Tuesday, October 30, 2012

Shoeshine (1946) - Italian

Italian director Vittorio De Sica explores the disintegration of a friendship between two young boys in a Italian jail for youth. Giuseppe and Pasquale are imprisoned after being falsely accused of stealing from a fortune teller while selling her American blankets. Their case isn't helped any by their purchase of an expensive horse, which they had been saving up to buy for quite some time. Giuseppe bunks with several older boys while Pasquale is cooped up with a younger crowd. It is interesting to see the peer influence on each of their environments, especially after Pasquale is fooled into revealing the truth about who was behind the robbery.
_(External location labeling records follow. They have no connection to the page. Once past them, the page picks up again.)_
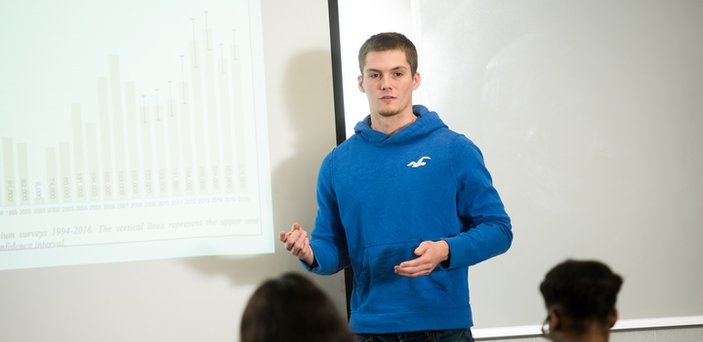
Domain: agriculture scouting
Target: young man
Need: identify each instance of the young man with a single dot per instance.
(408, 204)
(580, 297)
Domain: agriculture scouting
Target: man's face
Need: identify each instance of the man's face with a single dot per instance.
(388, 83)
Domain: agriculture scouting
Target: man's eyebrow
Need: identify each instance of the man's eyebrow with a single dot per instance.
(398, 68)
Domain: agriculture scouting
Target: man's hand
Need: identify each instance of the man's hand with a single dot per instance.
(297, 242)
(430, 254)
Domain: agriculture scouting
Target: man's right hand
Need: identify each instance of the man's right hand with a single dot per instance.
(297, 242)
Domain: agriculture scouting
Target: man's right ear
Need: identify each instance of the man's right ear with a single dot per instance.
(556, 321)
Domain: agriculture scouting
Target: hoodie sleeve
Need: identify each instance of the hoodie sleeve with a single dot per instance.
(328, 240)
(487, 230)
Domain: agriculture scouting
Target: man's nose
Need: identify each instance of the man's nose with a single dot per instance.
(385, 85)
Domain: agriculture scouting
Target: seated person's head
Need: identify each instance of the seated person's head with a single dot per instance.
(292, 308)
(580, 298)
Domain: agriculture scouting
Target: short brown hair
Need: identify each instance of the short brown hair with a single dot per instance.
(389, 41)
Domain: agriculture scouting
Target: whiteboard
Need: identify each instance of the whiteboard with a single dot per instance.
(589, 115)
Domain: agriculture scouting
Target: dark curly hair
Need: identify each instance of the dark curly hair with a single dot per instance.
(583, 290)
(291, 308)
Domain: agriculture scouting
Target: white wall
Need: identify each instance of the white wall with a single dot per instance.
(200, 299)
(589, 116)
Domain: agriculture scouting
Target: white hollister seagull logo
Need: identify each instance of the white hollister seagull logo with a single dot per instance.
(419, 162)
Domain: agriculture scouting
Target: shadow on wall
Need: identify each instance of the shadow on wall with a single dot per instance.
(310, 110)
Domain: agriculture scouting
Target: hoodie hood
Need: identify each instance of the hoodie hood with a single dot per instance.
(427, 121)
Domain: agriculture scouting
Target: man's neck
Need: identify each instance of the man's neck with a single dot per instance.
(389, 125)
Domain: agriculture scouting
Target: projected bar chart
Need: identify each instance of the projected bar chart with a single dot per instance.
(141, 171)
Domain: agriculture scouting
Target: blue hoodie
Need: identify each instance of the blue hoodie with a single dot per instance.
(379, 196)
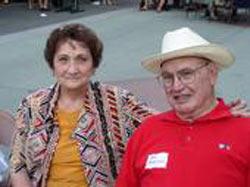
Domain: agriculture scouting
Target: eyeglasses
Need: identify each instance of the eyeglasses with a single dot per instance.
(186, 76)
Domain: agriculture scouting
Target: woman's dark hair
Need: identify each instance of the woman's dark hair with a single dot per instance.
(79, 33)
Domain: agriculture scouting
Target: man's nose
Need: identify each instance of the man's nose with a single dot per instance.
(177, 83)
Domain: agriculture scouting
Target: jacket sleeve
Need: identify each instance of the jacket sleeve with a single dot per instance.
(135, 109)
(128, 176)
(17, 156)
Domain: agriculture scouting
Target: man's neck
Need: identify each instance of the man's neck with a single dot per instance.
(201, 111)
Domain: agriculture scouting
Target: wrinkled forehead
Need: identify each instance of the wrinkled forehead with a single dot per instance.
(177, 64)
(72, 43)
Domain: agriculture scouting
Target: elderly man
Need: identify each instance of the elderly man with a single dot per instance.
(198, 143)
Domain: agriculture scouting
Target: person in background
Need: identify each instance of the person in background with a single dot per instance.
(6, 129)
(198, 142)
(75, 132)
As a part of the loose push for the Italian Neorealist movement, Shoeshine uses shooting on location and the streets of a war torn Italy to express woes of the mundane through a documentary like setting. The only light that creeps in through the prison is through bars there are many instances of exterior light forming patterns around the children's cells. The fresh air and freedom of the exterior can be likened to the other presences of light. For instance, an escape is played out during the projection of news reels and a comedy set on the streets of Italy. All of these bright projected lights are constant reminders of the white horse that was purchased by the boys at the beginning of the film. It is a shadow of their boyhood attempts to have excitement and no obligations. The horse is the last physical remnant of their friendship that exists outside the prison walls.

De Sica can be praised for his display of the troubles and lives of the Italian worker. The shoeshine boys worked for low wages and mostly for the visiting American forces who still lingered in the streets of Italy. Italian Neorealism is praised for its revelation of the drama in the motions and movements of the everyday. The usual becomes ripe with emotion and contrite images of post-war Italian society. Other films of De Sica in this same vein are The Bicycle Thief (1948), Miracle In Milan (1951), and Umberto D. (1952).